A final draft of an Arms Trade Treaty text was published at the UN in New York that addressed a number of potentially serious flaws contained in a previous text.
The White House and other major powers, including the United Kingdom and France are understood to have been closely involved in making the changes.
The month-long negotiations are due to conclude on Friday, in what is expected to be an intense final day of talks.
“This is a positive step forward in achieving an ATT that, with genuine political will, can protect human rights,” said Brian Wood, Arms Control Manager at Amnesty International.
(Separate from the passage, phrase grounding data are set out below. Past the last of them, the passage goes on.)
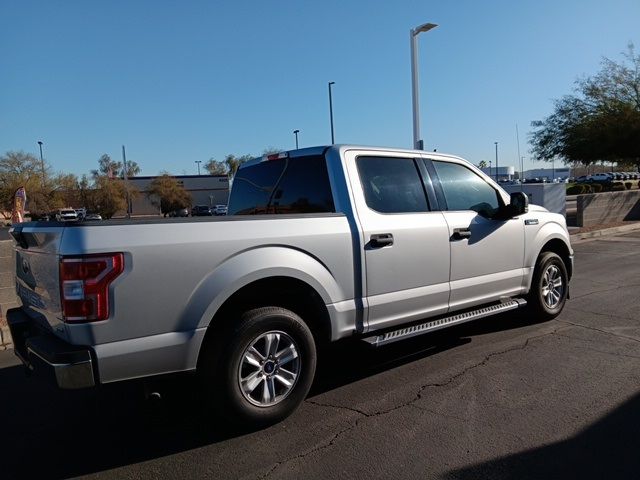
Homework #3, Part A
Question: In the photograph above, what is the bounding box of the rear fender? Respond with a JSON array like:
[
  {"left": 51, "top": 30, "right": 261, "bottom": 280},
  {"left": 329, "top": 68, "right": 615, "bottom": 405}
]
[{"left": 179, "top": 246, "right": 344, "bottom": 332}]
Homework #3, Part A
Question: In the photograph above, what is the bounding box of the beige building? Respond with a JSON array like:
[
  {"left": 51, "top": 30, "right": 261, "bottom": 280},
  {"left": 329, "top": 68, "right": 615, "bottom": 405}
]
[{"left": 123, "top": 174, "right": 230, "bottom": 216}]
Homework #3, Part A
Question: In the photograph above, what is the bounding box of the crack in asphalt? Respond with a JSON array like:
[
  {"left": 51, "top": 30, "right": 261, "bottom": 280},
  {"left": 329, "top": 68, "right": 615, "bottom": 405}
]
[
  {"left": 256, "top": 420, "right": 360, "bottom": 480},
  {"left": 257, "top": 328, "right": 560, "bottom": 479},
  {"left": 558, "top": 319, "right": 640, "bottom": 344}
]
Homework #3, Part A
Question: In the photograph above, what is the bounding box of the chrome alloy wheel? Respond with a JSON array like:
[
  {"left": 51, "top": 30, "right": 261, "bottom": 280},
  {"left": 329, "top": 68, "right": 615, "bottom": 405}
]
[
  {"left": 238, "top": 331, "right": 301, "bottom": 407},
  {"left": 541, "top": 264, "right": 564, "bottom": 308}
]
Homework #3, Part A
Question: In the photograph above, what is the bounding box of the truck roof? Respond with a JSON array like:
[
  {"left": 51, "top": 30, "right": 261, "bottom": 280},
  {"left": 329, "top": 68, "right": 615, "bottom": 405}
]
[{"left": 240, "top": 144, "right": 465, "bottom": 170}]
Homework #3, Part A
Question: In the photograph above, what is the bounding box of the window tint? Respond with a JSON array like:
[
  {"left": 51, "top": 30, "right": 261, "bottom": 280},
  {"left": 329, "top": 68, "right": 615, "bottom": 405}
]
[
  {"left": 228, "top": 160, "right": 286, "bottom": 215},
  {"left": 228, "top": 155, "right": 335, "bottom": 215},
  {"left": 432, "top": 161, "right": 500, "bottom": 217},
  {"left": 356, "top": 156, "right": 429, "bottom": 213}
]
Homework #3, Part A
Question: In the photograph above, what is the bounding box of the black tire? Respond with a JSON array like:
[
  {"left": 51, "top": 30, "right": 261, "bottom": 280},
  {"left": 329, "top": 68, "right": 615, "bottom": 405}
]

“Several major loopholes that would have severely undermined the effectiveness of the treaty have been addressed, but a few serious concerns remain. We are calling on governments that have stated they want a robust treaty to do all they can on the last day to ensure the strongest possible deal is reached.”
High common standards
If an agreement is reached, for the first time in history, governments would be required under the treaty to make decisions on arms transfers according to high common standards.
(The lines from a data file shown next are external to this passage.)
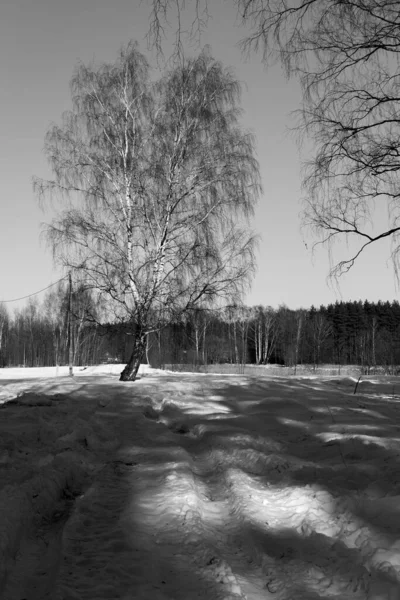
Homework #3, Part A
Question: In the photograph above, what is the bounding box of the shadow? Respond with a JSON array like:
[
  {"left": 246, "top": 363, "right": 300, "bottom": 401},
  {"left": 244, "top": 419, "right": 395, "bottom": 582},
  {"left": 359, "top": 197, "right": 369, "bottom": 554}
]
[
  {"left": 231, "top": 519, "right": 399, "bottom": 598},
  {"left": 3, "top": 372, "right": 400, "bottom": 597},
  {"left": 105, "top": 374, "right": 400, "bottom": 597},
  {"left": 50, "top": 397, "right": 242, "bottom": 600}
]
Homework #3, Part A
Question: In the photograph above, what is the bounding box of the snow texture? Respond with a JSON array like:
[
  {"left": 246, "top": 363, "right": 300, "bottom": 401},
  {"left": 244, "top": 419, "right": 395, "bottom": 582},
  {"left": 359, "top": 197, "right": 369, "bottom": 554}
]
[{"left": 1, "top": 365, "right": 400, "bottom": 598}]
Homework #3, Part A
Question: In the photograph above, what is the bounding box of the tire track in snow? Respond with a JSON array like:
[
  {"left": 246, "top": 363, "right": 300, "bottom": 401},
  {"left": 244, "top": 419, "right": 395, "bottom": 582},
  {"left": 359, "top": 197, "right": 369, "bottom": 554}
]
[
  {"left": 51, "top": 398, "right": 247, "bottom": 600},
  {"left": 2, "top": 499, "right": 73, "bottom": 600},
  {"left": 0, "top": 390, "right": 120, "bottom": 599},
  {"left": 149, "top": 394, "right": 275, "bottom": 598}
]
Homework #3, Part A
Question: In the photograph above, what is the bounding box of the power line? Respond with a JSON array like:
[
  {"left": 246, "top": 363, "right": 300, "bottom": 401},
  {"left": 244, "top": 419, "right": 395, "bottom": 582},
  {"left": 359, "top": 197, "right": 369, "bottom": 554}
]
[{"left": 0, "top": 276, "right": 69, "bottom": 303}]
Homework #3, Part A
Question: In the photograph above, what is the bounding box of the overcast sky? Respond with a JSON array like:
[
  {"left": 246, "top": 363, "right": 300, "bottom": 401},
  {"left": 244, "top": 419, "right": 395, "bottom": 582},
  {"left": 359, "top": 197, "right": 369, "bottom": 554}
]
[{"left": 1, "top": 0, "right": 398, "bottom": 312}]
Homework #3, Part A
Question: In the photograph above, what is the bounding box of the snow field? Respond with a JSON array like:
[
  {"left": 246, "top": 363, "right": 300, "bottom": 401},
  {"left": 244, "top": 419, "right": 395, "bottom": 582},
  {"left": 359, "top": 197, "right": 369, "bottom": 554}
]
[
  {"left": 137, "top": 377, "right": 400, "bottom": 599},
  {"left": 1, "top": 369, "right": 400, "bottom": 598},
  {"left": 0, "top": 373, "right": 133, "bottom": 599}
]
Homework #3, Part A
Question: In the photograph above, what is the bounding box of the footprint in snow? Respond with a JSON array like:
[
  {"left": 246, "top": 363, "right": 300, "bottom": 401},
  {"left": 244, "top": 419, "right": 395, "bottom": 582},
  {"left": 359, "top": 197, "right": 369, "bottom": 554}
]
[
  {"left": 170, "top": 422, "right": 190, "bottom": 434},
  {"left": 143, "top": 406, "right": 159, "bottom": 420},
  {"left": 206, "top": 557, "right": 246, "bottom": 598}
]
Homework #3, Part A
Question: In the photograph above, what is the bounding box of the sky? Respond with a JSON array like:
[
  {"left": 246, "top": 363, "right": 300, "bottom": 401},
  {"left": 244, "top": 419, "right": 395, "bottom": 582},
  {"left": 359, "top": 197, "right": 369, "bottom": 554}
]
[{"left": 1, "top": 0, "right": 399, "bottom": 313}]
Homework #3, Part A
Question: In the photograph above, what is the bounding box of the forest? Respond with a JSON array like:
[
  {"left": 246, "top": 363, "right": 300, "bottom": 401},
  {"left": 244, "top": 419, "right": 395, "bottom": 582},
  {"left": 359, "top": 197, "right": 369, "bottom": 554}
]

International human rights and humanitarian law remain central to the draft text, demonstrating the consistent commitment by a large number of governments to ensure that this remains in any final agreement.
A floor not a ceiling is now proposed for the types of weapons, munitions and equipment to be covered by the treaty. Ammunition, as well as parts and components for arms, would also be subject to a much tighter decision-making process before an international transfer can take place.
Essential elements that were previously omitted but have now been addressed include the need to have measures that would criminalize any breaches of the treaty.
States would now also be required to take appropriate measures to prevent diversion of weapons for unauthorized end use so they don’t end up in the hands of those that are not suppose to have them.
A major remaining concern is that, principally on the insistence of China, the treaty would only apply to the international trade of conventional arms and not necessarily to all international transfers including gifts and aid.
India is also insisting on a clause whereby states may be able to evade the treaty by designating arms transfers as taking place as part of ‘defence cooperation agreements’.
It is expected that sceptical governments like Syria, Iran, North Korea and Cuba, or even Russia and China, might try to attack the strong draft rules if the majority of States in the negotiations that support a strong treaty don’t stand firm on the final day.
The negotiations are the culmination of six years of UN consultations and over a decade of campaigning by Nobel Peace Laureates, including Amnesty International, and increasing numbers of non-governmental organizations.